When your job is NOT TO TEST

The following is based on a true story 🙂

Imagine you are hired to work as a software tester (or test lead) for a company that develops a web-based product .

When you get to the place you notice that these guys are really sharp and work with the latest technology and methodologies available; but very quickly you also notice a very strange behavior in the company: they run only a small number of tests before rolling new features out into production!

So you think to yourself: “EUREKA! I found the first thing to change in the company: release better products by running more tests before rolling stuff out!

But when you take a closer look at the process and its numbers you realize two things:

1.  Even though some bugs are been released into production, their numbers are not a lot higher than in other places you’ve worked.  And what’s even more interesting is that whenever these bugs are released they are handled very quickly (in a matter of minutes) and with next-to-none effect on the users.

and

2.  If you were to introduce more testing into the system (even automation!) it would dramatically increase the cost and extend the development cycle delaying time to market to levels far from what the company is willing to accept.

So what can you do?

Well… apparently you should not go out and automatically dictate that more tests should be run!  Maybe you should start by understanding what they are doing and why?!

Sometimes exhaustive testing is not the best solution

It is pretty cool when you are working in ways that may seem unconventional and all-of-a-sudden someone shows you that other people are doing just about the same and writing about it in their blogs 🙂

I wanted to thank wonitta who last week pointed me to a post by Gojko Adzic where he wrote about companies that manage to reduce their exhaustive regression testing by using alternative approaches.  I won’t repeat what Gojko wrote, but I definitely recommend you read the article.

What I can do is explain how the company that I wrote about above successfully (IMHO) handles its development and testing process. They work with a number of principles that help them achieve their goal of very-fast-time-to-market while maintaining high levels of product quality.

No magic spells, only common sense and discipline

I don’t think these guys are singular, nor do they use any technique or technology that is out of reach to most development teams today.  They simply have evolved their process while trying to adapt to their highly competitive business environment, while looking for non-trivial ways of achieving their goals.

The process is not hard, but it does require discipline and the cooperation of all the team (developers, testers, product, etc).

Here are the principles I was able to identify from their process:

1. Short iterations & small incremental changes – by working on small agile cycles and making sure they break down large features into smaller iterations they are able to lower the complexity and the underlying risk of each release.

2. Good designs & risk analysis from the start – it is incredible how people always say that it is better to catch bugs in the design phase, but we still never do anything about it!  Right 😉
Well, when you don’t have time to make mistakes it is better you work right from the start, and the best way to do this is by reviewing your assumptions and the design of your feature before you write your code.
By doing this these guys are able to make a good product (features, GUI, UX, integrations, etc) from the start; and by identifying and analyzing the high risk areas up-front they are able to design and write the feature in ways that lower these risks significantly.
The math is really simple:  LOWER RISK = LESS BUGS.

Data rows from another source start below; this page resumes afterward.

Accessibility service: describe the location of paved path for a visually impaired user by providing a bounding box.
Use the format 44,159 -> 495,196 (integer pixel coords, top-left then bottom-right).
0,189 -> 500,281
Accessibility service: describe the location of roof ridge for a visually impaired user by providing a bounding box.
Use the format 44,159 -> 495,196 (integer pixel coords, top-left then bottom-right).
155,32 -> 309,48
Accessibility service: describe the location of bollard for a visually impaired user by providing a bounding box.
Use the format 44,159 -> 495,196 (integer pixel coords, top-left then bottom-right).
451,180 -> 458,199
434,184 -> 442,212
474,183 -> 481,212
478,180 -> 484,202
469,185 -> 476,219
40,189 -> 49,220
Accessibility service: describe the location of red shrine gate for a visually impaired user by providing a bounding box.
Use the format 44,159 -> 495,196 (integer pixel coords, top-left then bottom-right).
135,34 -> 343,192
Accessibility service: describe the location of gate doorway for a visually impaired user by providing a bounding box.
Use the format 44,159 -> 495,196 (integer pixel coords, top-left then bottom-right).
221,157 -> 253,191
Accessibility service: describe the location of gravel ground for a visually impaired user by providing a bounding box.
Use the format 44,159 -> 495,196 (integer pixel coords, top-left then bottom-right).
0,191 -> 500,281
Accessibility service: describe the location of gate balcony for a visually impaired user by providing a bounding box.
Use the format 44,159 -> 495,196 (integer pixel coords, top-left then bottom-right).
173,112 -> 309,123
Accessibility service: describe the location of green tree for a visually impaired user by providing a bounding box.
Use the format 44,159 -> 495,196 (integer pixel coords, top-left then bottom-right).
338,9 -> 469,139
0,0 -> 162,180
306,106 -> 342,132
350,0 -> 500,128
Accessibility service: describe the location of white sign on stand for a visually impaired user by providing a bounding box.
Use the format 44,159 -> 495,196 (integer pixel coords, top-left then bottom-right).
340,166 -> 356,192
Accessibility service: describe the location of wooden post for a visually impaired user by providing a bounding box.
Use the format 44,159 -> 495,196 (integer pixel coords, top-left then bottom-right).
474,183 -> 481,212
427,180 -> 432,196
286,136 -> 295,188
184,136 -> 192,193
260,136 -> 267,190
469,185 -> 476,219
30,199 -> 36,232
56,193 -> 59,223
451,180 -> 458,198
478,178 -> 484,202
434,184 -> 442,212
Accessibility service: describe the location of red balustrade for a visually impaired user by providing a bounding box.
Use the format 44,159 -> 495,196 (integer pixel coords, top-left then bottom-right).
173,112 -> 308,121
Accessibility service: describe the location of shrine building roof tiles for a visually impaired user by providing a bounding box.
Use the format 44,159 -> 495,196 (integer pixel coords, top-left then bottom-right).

3. All the team tests – one thing about good developers is that they are not snobs!
In order to achieve high quality products this company has an “Agile Testing” whole-team-tests policy and this means that even though it is assumed that testers can perform tests better than programmers this doesn’t mean that the later should not run their own tests.
Testers help programmers define their tests and in the most risky features they also perform a large number of the test themselves, but there are also features where testers will not run a single test and all these tasks will fall upon the shoulders of the programmers themselves.

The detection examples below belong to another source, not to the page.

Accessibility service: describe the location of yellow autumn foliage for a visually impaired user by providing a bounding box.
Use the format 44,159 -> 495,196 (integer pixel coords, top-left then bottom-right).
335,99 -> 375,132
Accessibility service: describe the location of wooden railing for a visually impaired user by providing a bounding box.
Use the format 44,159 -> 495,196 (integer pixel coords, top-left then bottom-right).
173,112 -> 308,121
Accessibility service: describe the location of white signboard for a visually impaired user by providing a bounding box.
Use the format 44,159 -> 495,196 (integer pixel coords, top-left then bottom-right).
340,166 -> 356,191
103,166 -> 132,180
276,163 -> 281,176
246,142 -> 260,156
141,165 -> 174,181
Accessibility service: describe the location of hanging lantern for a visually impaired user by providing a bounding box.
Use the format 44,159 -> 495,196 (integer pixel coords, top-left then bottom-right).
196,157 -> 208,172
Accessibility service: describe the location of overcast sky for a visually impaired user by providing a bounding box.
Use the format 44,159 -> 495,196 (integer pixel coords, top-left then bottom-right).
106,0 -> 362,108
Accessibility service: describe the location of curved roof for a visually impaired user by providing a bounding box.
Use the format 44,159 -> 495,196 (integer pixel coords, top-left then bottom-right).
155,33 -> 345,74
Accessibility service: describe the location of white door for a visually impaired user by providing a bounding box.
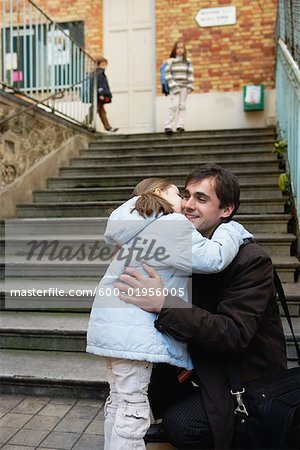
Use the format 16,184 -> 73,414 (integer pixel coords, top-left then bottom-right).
103,0 -> 156,133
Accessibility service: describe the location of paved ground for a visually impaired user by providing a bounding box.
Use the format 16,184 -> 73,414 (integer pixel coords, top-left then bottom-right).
0,395 -> 174,450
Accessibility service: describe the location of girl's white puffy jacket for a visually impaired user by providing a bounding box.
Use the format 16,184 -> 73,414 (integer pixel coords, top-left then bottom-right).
87,197 -> 253,369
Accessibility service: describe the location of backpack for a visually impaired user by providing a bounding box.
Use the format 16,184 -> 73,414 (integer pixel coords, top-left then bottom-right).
159,61 -> 190,95
80,72 -> 94,103
159,62 -> 170,95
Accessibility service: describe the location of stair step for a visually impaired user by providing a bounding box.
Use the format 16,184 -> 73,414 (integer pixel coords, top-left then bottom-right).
272,256 -> 300,283
1,255 -> 110,280
33,183 -> 282,203
282,317 -> 300,361
0,349 -> 107,399
0,266 -> 300,315
0,276 -> 100,312
59,158 -> 279,178
93,127 -> 276,143
0,233 -> 296,261
235,214 -> 291,234
78,141 -> 277,163
0,311 -> 89,352
0,308 -> 300,353
0,214 -> 291,239
0,317 -> 300,398
17,197 -> 286,218
47,167 -> 282,189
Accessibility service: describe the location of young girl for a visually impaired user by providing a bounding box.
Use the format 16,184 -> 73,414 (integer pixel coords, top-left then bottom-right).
97,57 -> 118,133
87,178 -> 252,450
165,40 -> 194,133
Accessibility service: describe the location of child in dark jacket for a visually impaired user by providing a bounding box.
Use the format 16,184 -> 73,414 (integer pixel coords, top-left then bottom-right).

I think that this policy serves 2 main purposes, (1) it relieves  testers from being the bottlenecks in the process, and (2) it gives developers a higher sense of responsibility towards their programming standards (you take more careful steps on the tight-rope when you are your own safety net!).

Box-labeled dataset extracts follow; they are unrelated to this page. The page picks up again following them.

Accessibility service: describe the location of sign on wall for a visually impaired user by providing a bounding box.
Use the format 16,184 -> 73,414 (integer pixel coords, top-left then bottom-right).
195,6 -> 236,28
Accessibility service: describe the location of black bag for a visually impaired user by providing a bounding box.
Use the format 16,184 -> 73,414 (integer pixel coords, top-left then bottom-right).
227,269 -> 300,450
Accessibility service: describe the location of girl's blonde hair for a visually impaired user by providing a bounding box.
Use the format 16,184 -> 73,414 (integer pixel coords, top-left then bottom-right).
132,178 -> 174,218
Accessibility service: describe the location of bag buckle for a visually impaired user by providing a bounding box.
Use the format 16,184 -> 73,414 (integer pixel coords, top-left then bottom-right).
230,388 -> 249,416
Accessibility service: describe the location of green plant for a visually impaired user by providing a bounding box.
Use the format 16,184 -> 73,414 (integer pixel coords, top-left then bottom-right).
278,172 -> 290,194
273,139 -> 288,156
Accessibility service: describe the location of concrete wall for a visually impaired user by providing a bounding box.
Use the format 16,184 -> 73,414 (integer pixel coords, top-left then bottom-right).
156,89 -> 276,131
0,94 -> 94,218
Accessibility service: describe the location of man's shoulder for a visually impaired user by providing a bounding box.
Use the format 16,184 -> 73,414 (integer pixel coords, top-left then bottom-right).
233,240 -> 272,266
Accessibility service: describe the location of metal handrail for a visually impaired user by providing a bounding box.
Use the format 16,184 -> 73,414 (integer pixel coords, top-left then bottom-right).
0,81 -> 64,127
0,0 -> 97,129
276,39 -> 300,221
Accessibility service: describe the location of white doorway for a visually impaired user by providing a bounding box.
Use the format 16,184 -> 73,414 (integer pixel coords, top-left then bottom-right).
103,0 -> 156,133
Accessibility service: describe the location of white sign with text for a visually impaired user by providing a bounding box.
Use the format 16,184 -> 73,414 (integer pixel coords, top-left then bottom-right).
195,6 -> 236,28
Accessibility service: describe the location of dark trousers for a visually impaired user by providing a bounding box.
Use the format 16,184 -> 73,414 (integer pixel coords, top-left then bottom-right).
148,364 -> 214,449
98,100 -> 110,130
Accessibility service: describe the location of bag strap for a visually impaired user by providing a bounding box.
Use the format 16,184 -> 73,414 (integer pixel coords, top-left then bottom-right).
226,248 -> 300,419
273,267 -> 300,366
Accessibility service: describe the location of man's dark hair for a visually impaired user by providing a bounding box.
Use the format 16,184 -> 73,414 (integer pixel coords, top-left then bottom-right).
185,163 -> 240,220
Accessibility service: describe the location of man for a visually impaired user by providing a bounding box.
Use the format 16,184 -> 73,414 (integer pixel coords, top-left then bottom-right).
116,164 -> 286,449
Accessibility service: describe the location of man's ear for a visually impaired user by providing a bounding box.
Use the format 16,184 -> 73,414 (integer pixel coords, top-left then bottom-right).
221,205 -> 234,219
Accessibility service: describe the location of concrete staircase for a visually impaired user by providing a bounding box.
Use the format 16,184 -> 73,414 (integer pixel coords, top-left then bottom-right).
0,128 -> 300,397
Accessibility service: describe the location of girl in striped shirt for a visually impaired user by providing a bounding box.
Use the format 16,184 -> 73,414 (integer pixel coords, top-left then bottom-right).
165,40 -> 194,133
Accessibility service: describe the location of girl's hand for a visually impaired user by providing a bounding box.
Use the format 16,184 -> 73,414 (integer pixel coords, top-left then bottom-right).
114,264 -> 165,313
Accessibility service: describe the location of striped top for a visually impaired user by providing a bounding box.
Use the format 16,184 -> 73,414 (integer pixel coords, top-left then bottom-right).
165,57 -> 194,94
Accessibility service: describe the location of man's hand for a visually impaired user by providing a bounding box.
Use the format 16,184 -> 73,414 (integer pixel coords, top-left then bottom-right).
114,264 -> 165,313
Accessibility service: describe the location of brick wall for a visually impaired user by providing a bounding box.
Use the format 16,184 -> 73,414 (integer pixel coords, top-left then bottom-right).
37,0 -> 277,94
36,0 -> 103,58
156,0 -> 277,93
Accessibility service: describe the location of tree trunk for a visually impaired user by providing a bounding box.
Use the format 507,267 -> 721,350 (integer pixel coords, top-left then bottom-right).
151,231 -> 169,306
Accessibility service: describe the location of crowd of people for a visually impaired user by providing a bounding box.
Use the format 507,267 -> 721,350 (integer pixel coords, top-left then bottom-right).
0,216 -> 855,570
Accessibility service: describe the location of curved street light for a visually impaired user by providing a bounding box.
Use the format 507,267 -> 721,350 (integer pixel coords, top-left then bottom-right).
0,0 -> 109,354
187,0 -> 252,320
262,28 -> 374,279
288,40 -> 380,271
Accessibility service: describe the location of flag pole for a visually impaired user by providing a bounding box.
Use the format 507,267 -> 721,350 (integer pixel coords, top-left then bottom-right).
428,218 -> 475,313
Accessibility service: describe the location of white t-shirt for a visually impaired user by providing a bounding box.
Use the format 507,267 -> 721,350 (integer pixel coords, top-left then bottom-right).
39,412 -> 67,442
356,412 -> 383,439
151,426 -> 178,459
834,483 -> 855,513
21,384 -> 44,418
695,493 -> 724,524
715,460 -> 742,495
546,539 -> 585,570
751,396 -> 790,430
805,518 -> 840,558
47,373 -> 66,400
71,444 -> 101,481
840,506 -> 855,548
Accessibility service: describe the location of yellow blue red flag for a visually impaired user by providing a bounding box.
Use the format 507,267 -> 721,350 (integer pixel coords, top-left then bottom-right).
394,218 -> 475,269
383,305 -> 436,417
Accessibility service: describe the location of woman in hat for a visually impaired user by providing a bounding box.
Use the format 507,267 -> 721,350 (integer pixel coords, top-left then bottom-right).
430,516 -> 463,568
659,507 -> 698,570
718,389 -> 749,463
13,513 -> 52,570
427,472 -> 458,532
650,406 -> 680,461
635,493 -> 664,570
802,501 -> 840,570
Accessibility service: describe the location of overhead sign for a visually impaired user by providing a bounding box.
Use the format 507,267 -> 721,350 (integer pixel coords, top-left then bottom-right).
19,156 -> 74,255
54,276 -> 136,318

4. Continuous integration – if you don’t know what this means then go and read more about it here.
The best thing about CI is that it allows the team to work on a continuously stable product, to find trivial regression bugs fast and to fix them even faster.

5. Organized pushes to production – releases and changes to production need to be controlled, performed gradually, and scheduled in advanced to make sure there are no conflicting pushes been done simultaneously.
Multiple changes to the same components, specially when done by different internal teams, automatically increase the risk of having bugs in production.

6. Gradual deployments – that allow you to deploy your code while keeping under control the effect they may have in your system.
By using techniques like A/B testing with limited percentages, or allowing only a subset of your users to access a specific change you are able to contain the effect of the changes to a small number of your users and thus limit the risk to your business.
These “production tests” are similar to Beta programs and provide the same type of information but a lot quicker!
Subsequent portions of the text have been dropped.